小6の時に暴力、いじめ… 自殺未遂、長期の不登校に

 藤川さんは会見で「神戸市や埼玉県川口市などでも教委の不適切な対応が続出している。法令を守らない教委が一定数あることを前提に法や制度を考える必要がある」と訴えた。

 藤川さんによると、元男子生徒は小学6年だった2014年、ほかの児童からの暴力でひどいけがをしたが、流山市教委は重大事態と認定しなかった。中学進学後もクラスや部活で暴力や仲間外れにされるなどのいじめに遭い、自殺未遂もし、長期の不登校になった。

 市教委は2017年4月、中学でのいじめを重大事態と認めたが、調査会に調査を依頼しなかった。藤川さんは8月の会議で、保護者から市教委と調査会宛てに7月に届いた手紙を見せられ、市教委が4カ月も放置したことを知った。いじめ防止対策推進法は、身体への重大な被害や30日以上の不登校があれば重大事態として速やかに調査するよう求めている。

全委員が抗議の退任 被害生徒は今も引きこもり気味

 調査会は同年9月から調査を始めたが、被害者側と関係がこじれた市教委の担当者が連絡を続け、調査が妨げられたと主張。今年5月、職責を果たせないとして全委員7人が再任を拒否して退任した。

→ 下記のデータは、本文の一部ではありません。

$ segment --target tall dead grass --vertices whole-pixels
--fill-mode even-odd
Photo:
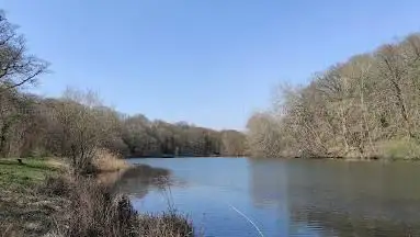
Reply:
[[[104,148],[94,150],[93,166],[99,172],[118,171],[129,167],[122,157]]]
[[[49,236],[60,237],[185,237],[194,236],[191,222],[173,210],[139,214],[129,199],[90,178],[79,177],[70,188],[50,181],[50,191],[68,195],[68,217]],[[65,194],[67,192],[67,194]]]

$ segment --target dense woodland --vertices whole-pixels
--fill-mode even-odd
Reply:
[[[101,103],[89,90],[60,98],[27,93],[49,64],[30,54],[23,35],[0,16],[0,155],[89,157],[94,148],[124,156],[241,156],[245,134],[184,122],[150,121]]]
[[[420,157],[420,34],[282,86],[248,122],[258,157]]]

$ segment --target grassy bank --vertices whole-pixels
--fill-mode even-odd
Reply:
[[[192,236],[191,223],[168,211],[137,213],[110,183],[70,176],[58,158],[0,160],[0,237],[9,236]],[[117,163],[115,169],[110,163]],[[123,161],[107,162],[121,170]]]
[[[58,176],[58,159],[0,160],[0,233],[4,236],[39,236],[54,226],[68,203],[39,192],[47,177]]]

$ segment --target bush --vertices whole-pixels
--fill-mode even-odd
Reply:
[[[188,219],[175,212],[141,214],[129,199],[93,179],[78,178],[70,192],[69,218],[54,233],[63,237],[181,237],[193,236]]]
[[[384,145],[384,157],[388,159],[419,159],[420,145],[413,139],[389,140]]]
[[[114,153],[101,148],[94,150],[93,167],[97,171],[117,171],[128,168],[128,163]]]
[[[42,193],[48,195],[69,196],[73,183],[65,176],[53,176],[45,179],[44,185],[39,188]]]

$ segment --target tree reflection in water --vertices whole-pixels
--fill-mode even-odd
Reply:
[[[132,198],[143,199],[150,189],[164,190],[173,183],[170,170],[138,165],[122,173],[115,189]]]

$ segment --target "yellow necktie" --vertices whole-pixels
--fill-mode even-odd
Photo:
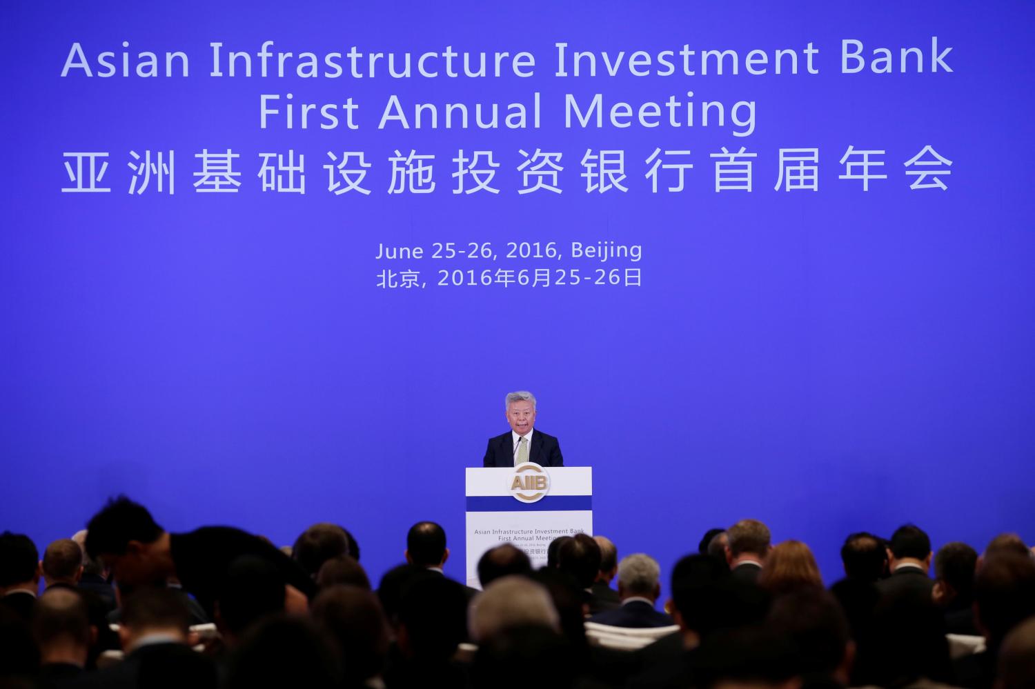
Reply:
[[[518,461],[516,463],[523,465],[528,461],[528,439],[522,437],[518,441]]]

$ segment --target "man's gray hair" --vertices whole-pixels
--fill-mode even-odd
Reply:
[[[528,390],[519,390],[518,392],[508,392],[507,393],[507,400],[506,400],[506,403],[504,406],[504,410],[506,410],[507,412],[509,412],[510,411],[510,405],[514,403],[515,401],[530,401],[530,402],[532,402],[532,411],[533,412],[535,411],[535,395],[533,395]]]
[[[654,595],[660,576],[657,561],[643,552],[626,556],[618,563],[618,583],[628,594]]]
[[[560,631],[561,618],[545,587],[520,574],[503,576],[474,599],[471,636],[484,642],[504,629],[538,625]]]

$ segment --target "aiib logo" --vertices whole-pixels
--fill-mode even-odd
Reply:
[[[534,461],[526,461],[514,469],[510,478],[510,495],[523,503],[535,503],[550,492],[550,474]]]

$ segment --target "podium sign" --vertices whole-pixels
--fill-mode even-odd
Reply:
[[[467,585],[478,582],[485,550],[513,543],[533,568],[546,564],[546,547],[560,536],[593,534],[590,467],[519,467],[467,470]]]

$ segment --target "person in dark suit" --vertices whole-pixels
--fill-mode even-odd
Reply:
[[[769,555],[769,527],[758,519],[741,519],[727,532],[726,561],[734,578],[758,583],[762,563]]]
[[[125,497],[109,501],[90,519],[86,552],[103,561],[120,585],[153,586],[178,579],[209,620],[214,619],[215,601],[230,565],[241,556],[256,556],[276,567],[288,582],[289,609],[305,607],[300,599],[312,598],[317,590],[305,570],[269,541],[230,527],[171,534],[155,523],[144,506]]]
[[[980,635],[974,624],[974,573],[977,550],[966,543],[946,543],[935,555],[935,588],[931,598],[945,612],[949,634]]]
[[[446,547],[446,532],[434,521],[418,521],[410,528],[406,535],[406,562],[410,565],[442,574],[442,567],[449,559],[449,548]],[[470,603],[478,595],[477,589],[464,586],[464,596]]]
[[[898,527],[888,550],[891,576],[877,582],[881,596],[909,595],[929,603],[935,582],[927,576],[933,555],[927,534],[915,525]]]
[[[0,534],[0,601],[22,620],[32,619],[39,590],[39,550],[28,536]]]
[[[131,689],[160,686],[214,689],[215,665],[188,646],[190,612],[172,589],[143,587],[122,606],[122,662],[82,678],[77,687]]]
[[[564,466],[557,439],[533,428],[535,396],[531,392],[508,393],[506,416],[510,432],[489,439],[482,466],[516,467],[526,461],[534,461],[541,467]]]
[[[622,606],[622,598],[611,588],[611,581],[618,576],[618,548],[607,536],[594,536],[600,546],[600,571],[596,581],[590,587],[589,613],[617,610]]]
[[[660,567],[649,556],[638,552],[622,558],[622,562],[618,563],[618,595],[622,606],[594,615],[589,621],[634,629],[673,625],[672,618],[654,609],[654,603],[661,595],[660,575]]]
[[[90,655],[89,609],[83,595],[71,587],[49,588],[36,602],[32,635],[39,647],[42,685],[80,677]]]

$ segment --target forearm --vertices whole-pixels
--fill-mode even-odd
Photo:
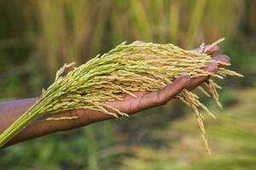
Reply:
[[[0,133],[3,133],[10,124],[19,118],[29,107],[37,101],[37,98],[0,102]],[[34,139],[55,132],[70,130],[95,122],[111,118],[111,116],[90,110],[77,110],[55,113],[58,116],[79,116],[73,120],[40,121],[24,128],[6,145]]]

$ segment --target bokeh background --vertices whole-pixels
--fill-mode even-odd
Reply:
[[[135,40],[220,52],[245,75],[220,82],[224,110],[201,97],[207,156],[192,111],[169,104],[130,118],[47,135],[1,150],[0,169],[256,169],[256,1],[1,0],[0,99],[38,96],[64,63]]]

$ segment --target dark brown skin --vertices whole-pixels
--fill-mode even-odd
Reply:
[[[218,53],[218,46],[213,47],[208,54]],[[230,58],[224,54],[219,54],[213,58],[215,60],[230,63]],[[218,67],[215,63],[208,63],[206,68],[207,71],[214,72]],[[134,94],[137,98],[133,98],[128,94],[124,95],[123,101],[107,102],[108,105],[119,109],[120,111],[129,115],[137,113],[140,110],[152,108],[157,105],[165,105],[169,102],[183,88],[192,90],[202,82],[207,81],[208,76],[201,76],[195,79],[190,79],[188,75],[182,75],[172,84],[166,88],[155,92],[136,92]],[[13,101],[0,102],[0,133],[3,132],[11,123],[20,117],[29,107],[37,100],[37,98],[19,99]],[[72,130],[88,124],[113,118],[112,116],[90,110],[74,110],[65,112],[59,112],[53,116],[74,116],[79,119],[61,120],[61,121],[46,121],[32,124],[23,129],[18,135],[12,139],[5,146],[9,146],[19,142],[26,141],[45,134],[55,132]]]

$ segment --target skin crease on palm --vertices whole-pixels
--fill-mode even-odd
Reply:
[[[214,46],[208,54],[213,55],[218,52],[218,47]],[[218,54],[213,57],[213,60],[230,63],[230,60],[227,55]],[[208,63],[205,71],[214,72],[218,67],[216,63]],[[107,105],[119,109],[120,111],[129,115],[137,113],[140,110],[146,110],[160,105],[165,105],[169,102],[183,88],[193,90],[197,86],[207,81],[208,76],[201,76],[199,78],[190,79],[189,75],[182,75],[177,78],[172,84],[163,89],[155,92],[136,92],[134,93],[137,98],[133,98],[129,94],[124,95],[122,101],[107,102]],[[0,120],[4,120],[4,122],[0,123],[0,133],[6,129],[12,122],[24,113],[32,104],[37,100],[37,98],[0,102]],[[14,139],[12,139],[5,146],[11,145],[21,141],[34,139],[39,136],[49,134],[55,132],[72,130],[79,127],[83,127],[93,122],[104,121],[113,118],[110,115],[90,110],[74,110],[70,111],[55,113],[54,117],[60,116],[79,116],[79,119],[61,120],[61,121],[45,121],[33,123],[26,127]]]

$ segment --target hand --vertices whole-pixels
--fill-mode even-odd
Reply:
[[[218,46],[215,46],[208,52],[208,54],[212,55],[218,51]],[[219,54],[213,59],[218,61],[230,63],[230,58],[224,54]],[[212,62],[208,63],[207,67],[202,69],[214,72],[219,66],[223,65],[217,65],[216,62]],[[136,92],[134,93],[137,96],[136,99],[125,94],[124,96],[124,100],[122,101],[107,102],[106,104],[113,106],[122,112],[134,114],[145,109],[164,105],[174,99],[175,96],[183,88],[192,90],[208,78],[209,76],[201,76],[190,79],[188,75],[183,75],[163,89],[155,92]],[[0,132],[3,132],[11,122],[17,119],[17,117],[20,116],[20,115],[23,114],[23,112],[34,102],[36,102],[36,100],[37,99],[29,99],[0,103],[0,118],[3,117],[3,120],[4,119],[6,122],[1,124]],[[113,118],[113,116],[91,110],[74,110],[71,111],[55,113],[51,116],[79,116],[79,118],[73,120],[44,121],[33,123],[23,129],[5,146],[54,132],[71,130],[92,122]]]
[[[212,55],[218,52],[218,47],[214,46],[209,52],[208,54]],[[230,63],[230,60],[227,55],[219,54],[213,58],[213,60]],[[216,62],[208,63],[207,67],[202,68],[205,71],[215,72],[218,71],[218,67],[223,65],[217,65]],[[166,88],[155,91],[155,92],[136,92],[134,93],[137,98],[133,98],[129,94],[124,95],[124,100],[119,101],[111,101],[106,104],[111,105],[122,112],[127,114],[134,114],[140,110],[146,110],[157,105],[164,105],[180,93],[183,88],[192,90],[201,85],[202,82],[207,81],[209,76],[201,76],[195,79],[190,79],[188,75],[182,75],[177,79],[176,79],[172,84]],[[67,116],[67,113],[65,113]],[[103,113],[99,113],[93,110],[76,110],[70,111],[68,116],[79,116],[80,120],[77,120],[79,122],[72,123],[73,128],[77,128],[77,126],[84,126],[84,123],[91,123],[98,121],[102,121],[109,118],[113,118],[112,116],[106,115]],[[83,121],[84,120],[84,121]],[[86,122],[84,122],[84,121]],[[67,122],[68,124],[68,122]],[[67,126],[67,130],[70,129]]]

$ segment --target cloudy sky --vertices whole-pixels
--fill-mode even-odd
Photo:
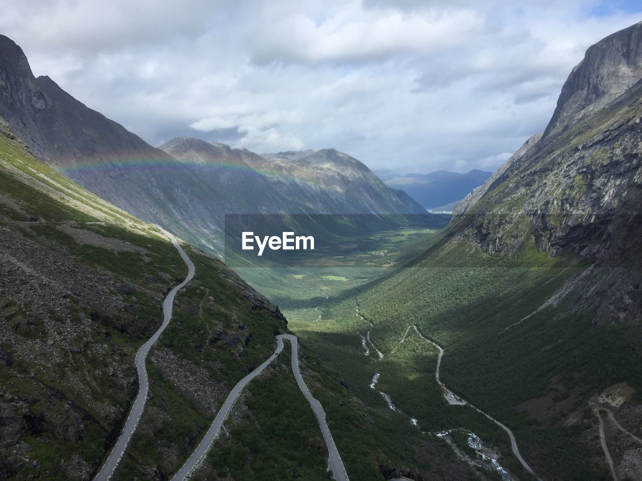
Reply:
[[[153,145],[334,147],[372,169],[496,169],[633,0],[1,0],[0,33]]]

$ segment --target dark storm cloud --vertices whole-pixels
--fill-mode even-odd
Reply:
[[[331,146],[372,168],[463,171],[543,130],[586,49],[639,20],[603,4],[53,0],[4,6],[0,29],[35,73],[153,144]]]

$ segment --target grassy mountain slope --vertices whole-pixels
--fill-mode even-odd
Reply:
[[[1,121],[0,133],[0,478],[91,479],[135,394],[134,354],[186,268],[154,226],[35,159]],[[171,475],[286,329],[277,308],[219,260],[184,247],[196,275],[148,359],[150,394],[118,479]],[[467,478],[445,446],[429,443],[429,460],[415,451],[416,428],[363,403],[305,344],[300,355],[352,479],[420,469]],[[284,356],[250,385],[197,477],[327,478],[320,433]]]
[[[639,44],[641,29],[618,38]],[[594,75],[608,82],[607,67],[619,63],[601,58]],[[569,81],[577,87],[576,76]],[[474,410],[446,405],[434,382],[435,348],[416,335],[401,344],[416,325],[445,350],[442,381],[510,427],[542,479],[609,478],[595,406],[638,437],[642,411],[642,81],[629,85],[577,118],[568,112],[568,128],[534,139],[397,274],[322,303],[318,323],[288,312],[291,328],[326,362],[349,366],[347,378],[364,392],[380,372],[378,386],[423,429],[473,430],[528,479],[505,433]],[[363,362],[360,333],[367,331],[383,359]],[[639,444],[604,423],[616,475],[639,478]]]
[[[0,130],[0,473],[4,479],[88,479],[137,391],[134,355],[160,325],[162,298],[186,267],[153,226],[34,159],[3,121]],[[204,328],[202,321],[193,326],[187,320],[193,316],[191,293],[200,300],[209,289],[216,299],[209,307],[218,320],[213,338],[236,335],[242,323],[243,339],[252,340],[240,360],[224,350],[212,355],[221,358],[216,380],[222,396],[247,366],[273,350],[274,332],[285,323],[220,261],[193,249],[190,255],[200,276],[177,298],[170,327],[180,325],[181,335],[164,335],[169,346],[154,351],[152,392],[162,389],[164,369],[177,364],[186,377],[199,372],[181,342],[195,339],[189,329]],[[186,384],[179,382],[187,389]],[[157,410],[175,430],[185,416],[185,396],[171,393]],[[184,429],[198,436],[193,425]],[[187,439],[174,441],[179,452],[189,449]]]

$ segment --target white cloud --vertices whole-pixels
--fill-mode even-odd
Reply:
[[[0,31],[36,74],[153,144],[333,146],[372,168],[465,171],[542,131],[586,49],[639,20],[600,4],[40,0],[4,6]]]

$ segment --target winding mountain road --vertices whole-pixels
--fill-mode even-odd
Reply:
[[[127,444],[129,443],[134,432],[138,426],[141,417],[143,416],[143,410],[145,407],[145,403],[147,401],[147,394],[150,389],[149,378],[147,376],[147,369],[145,367],[145,360],[147,358],[147,355],[149,353],[152,346],[158,341],[159,337],[160,337],[160,334],[165,330],[165,328],[169,323],[169,320],[171,319],[174,297],[176,296],[176,293],[194,277],[195,267],[192,261],[187,257],[187,255],[185,253],[185,251],[180,247],[176,238],[169,232],[163,232],[169,238],[169,240],[171,240],[171,243],[176,248],[177,250],[178,251],[178,253],[180,254],[180,257],[185,262],[185,264],[187,265],[187,276],[185,278],[185,280],[169,291],[167,297],[165,298],[165,301],[162,305],[164,316],[162,324],[160,325],[160,327],[154,333],[153,335],[146,342],[143,344],[141,348],[138,350],[138,352],[136,353],[135,365],[136,369],[138,371],[138,394],[136,395],[134,404],[132,405],[132,408],[130,409],[129,414],[127,416],[127,421],[125,423],[123,432],[116,440],[116,444],[114,444],[114,448],[109,453],[109,456],[107,457],[105,464],[103,464],[100,468],[100,471],[98,471],[98,473],[94,478],[94,481],[108,481],[112,477],[114,471],[118,467],[121,460],[123,459],[123,456],[125,455]]]
[[[421,335],[421,333],[419,332],[419,330],[417,328],[417,326],[413,326],[413,327],[415,329],[415,332],[417,334],[419,335],[420,337],[421,337],[422,339],[424,339],[425,341],[427,341],[428,342],[430,342],[430,344],[433,344],[437,349],[439,350],[439,357],[437,358],[437,369],[435,371],[435,380],[437,382],[437,384],[439,385],[439,387],[442,387],[442,389],[445,389],[446,390],[446,400],[447,400],[447,401],[448,401],[449,403],[453,404],[453,405],[456,405],[456,404],[458,404],[458,405],[467,404],[467,403],[466,403],[465,401],[464,401],[461,398],[459,398],[458,396],[456,396],[453,393],[452,391],[451,391],[449,389],[448,389],[447,388],[446,388],[444,386],[444,385],[443,384],[442,384],[441,382],[439,380],[439,367],[441,365],[442,357],[444,356],[444,350],[442,349],[441,346],[439,346],[438,344],[437,344],[433,342],[433,341],[430,341],[430,339],[426,339],[426,337],[424,337],[424,336],[422,336]],[[539,480],[539,478],[537,477],[537,475],[536,474],[535,474],[535,472],[533,471],[533,469],[531,469],[530,466],[528,466],[528,463],[526,463],[526,462],[524,460],[524,458],[523,458],[521,457],[521,454],[519,453],[519,449],[517,448],[517,441],[515,439],[515,435],[513,434],[513,432],[511,431],[505,425],[504,425],[503,424],[502,424],[501,423],[500,423],[499,421],[498,421],[497,419],[496,419],[494,418],[493,418],[492,416],[490,416],[489,414],[486,414],[485,412],[484,412],[483,411],[482,411],[481,409],[479,409],[475,407],[474,406],[473,406],[470,403],[467,403],[467,404],[471,407],[472,407],[473,409],[474,409],[475,410],[476,410],[478,412],[480,412],[482,414],[483,414],[485,416],[486,416],[490,421],[493,421],[495,424],[496,424],[500,428],[501,428],[505,431],[506,431],[507,434],[508,435],[508,438],[510,439],[510,448],[512,450],[513,454],[514,454],[515,457],[519,460],[519,462],[521,463],[521,465],[523,466],[524,466],[524,469],[526,469],[531,475],[532,475],[535,478],[537,478],[537,480]]]
[[[312,396],[312,393],[310,392],[305,381],[303,380],[303,376],[301,376],[301,373],[299,368],[299,340],[296,336],[292,334],[279,334],[276,337],[276,339],[277,347],[274,351],[274,353],[268,358],[261,366],[239,381],[232,388],[227,398],[219,410],[218,414],[216,414],[214,421],[209,426],[209,429],[207,430],[207,432],[205,433],[205,436],[203,437],[201,442],[198,443],[198,445],[194,450],[194,451],[187,460],[185,462],[185,464],[183,464],[180,469],[172,477],[171,481],[184,481],[184,480],[189,478],[192,473],[200,466],[201,463],[205,459],[207,451],[212,446],[214,441],[218,437],[223,423],[229,414],[230,410],[238,398],[239,394],[241,394],[241,391],[250,381],[258,376],[270,362],[276,359],[279,353],[283,350],[284,339],[287,339],[291,344],[292,371],[294,373],[294,377],[297,380],[297,384],[299,385],[299,388],[301,390],[306,399],[308,400],[308,402],[310,403],[310,407],[317,416],[317,421],[318,422],[319,428],[321,429],[324,440],[325,441],[325,446],[327,447],[329,454],[328,467],[332,471],[333,477],[336,481],[349,481],[347,473],[345,471],[345,468],[343,466],[343,462],[341,459],[341,456],[339,455],[338,450],[337,450],[336,446],[334,444],[332,434],[330,433],[330,430],[325,423],[325,412],[323,410],[321,403]]]

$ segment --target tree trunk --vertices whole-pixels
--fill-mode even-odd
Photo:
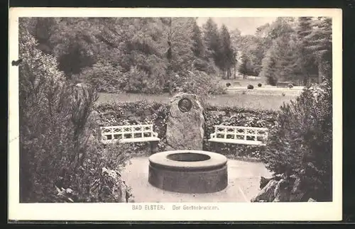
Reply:
[[[236,63],[234,64],[234,79],[236,79]]]

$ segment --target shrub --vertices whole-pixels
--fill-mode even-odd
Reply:
[[[112,201],[93,194],[91,187],[102,177],[103,167],[119,169],[127,157],[119,147],[104,148],[94,137],[95,122],[90,116],[96,91],[88,85],[66,81],[55,58],[36,48],[35,39],[22,23],[21,202],[64,201],[58,196],[61,189],[75,193],[75,202]]]
[[[332,201],[331,85],[305,89],[280,108],[263,157],[273,172],[300,177],[302,191],[318,201]]]

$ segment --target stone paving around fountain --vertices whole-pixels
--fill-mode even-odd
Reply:
[[[148,157],[131,159],[121,172],[126,184],[132,188],[135,202],[249,202],[259,191],[260,177],[271,175],[261,162],[229,160],[228,186],[211,194],[180,194],[159,189],[148,182]]]

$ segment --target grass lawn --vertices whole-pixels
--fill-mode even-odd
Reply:
[[[277,110],[284,102],[289,102],[291,99],[295,99],[297,93],[285,92],[285,96],[282,96],[280,91],[277,93],[256,92],[256,91],[247,91],[243,94],[243,91],[229,92],[226,94],[214,96],[209,99],[211,105],[219,106],[237,106],[246,108]],[[101,93],[99,96],[97,103],[106,102],[135,102],[138,101],[148,100],[158,103],[170,102],[168,94],[146,95],[137,94],[106,94]]]

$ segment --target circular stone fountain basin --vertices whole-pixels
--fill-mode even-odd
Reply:
[[[228,185],[226,157],[203,150],[173,150],[149,157],[148,181],[180,193],[212,193]]]

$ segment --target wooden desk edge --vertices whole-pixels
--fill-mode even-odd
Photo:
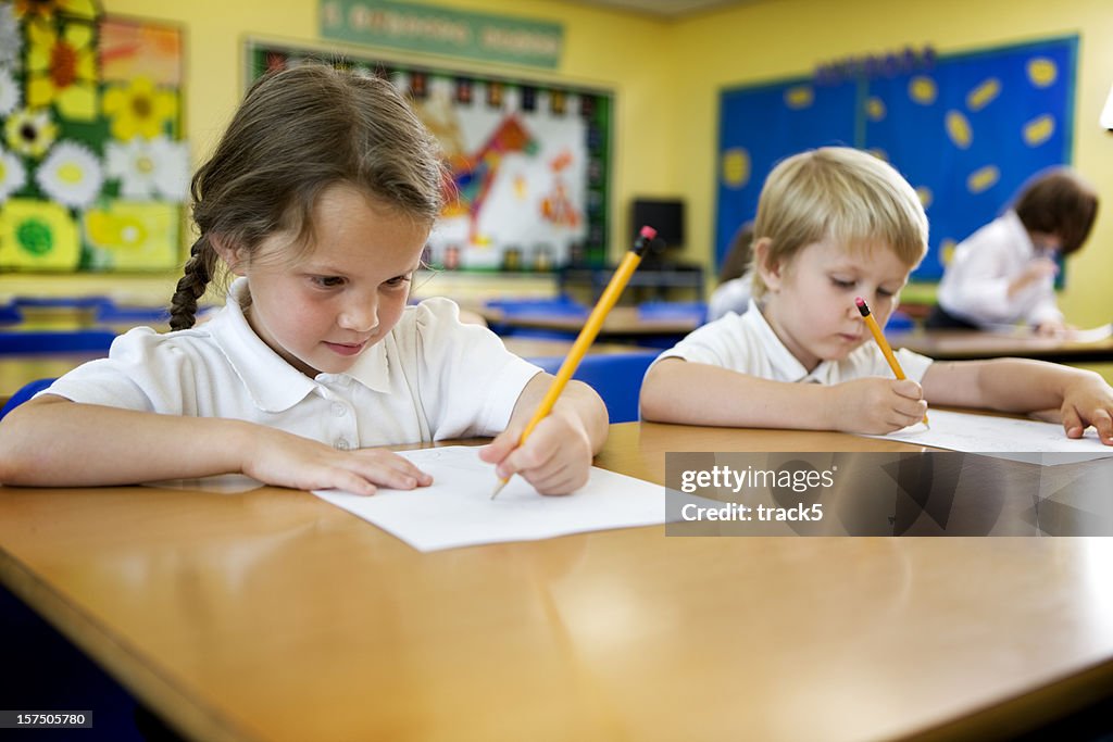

 藤川さんが会長の間、調査会は2回、中間報告書を市教委に提出し、再発防止策も盛り込み、早期の対応を求めた。退任後、市教委は最終報告が出るまで対応しない方針だと知り、記者会見で訴えることにした。

 藤川さんによると、元男子生徒は今も家からあまり出られない状態。保護者はコメントを寄せ「子どもは深刻な人間不信にある。子どもたちのために働くはずの教育委員会が、法令を守らず、子どもを裏切り、苦しめている実態があることを知ってほしい」と訴えた。

 流山市教委は取材に「最終報告が出るまでコメントできない」と答えた。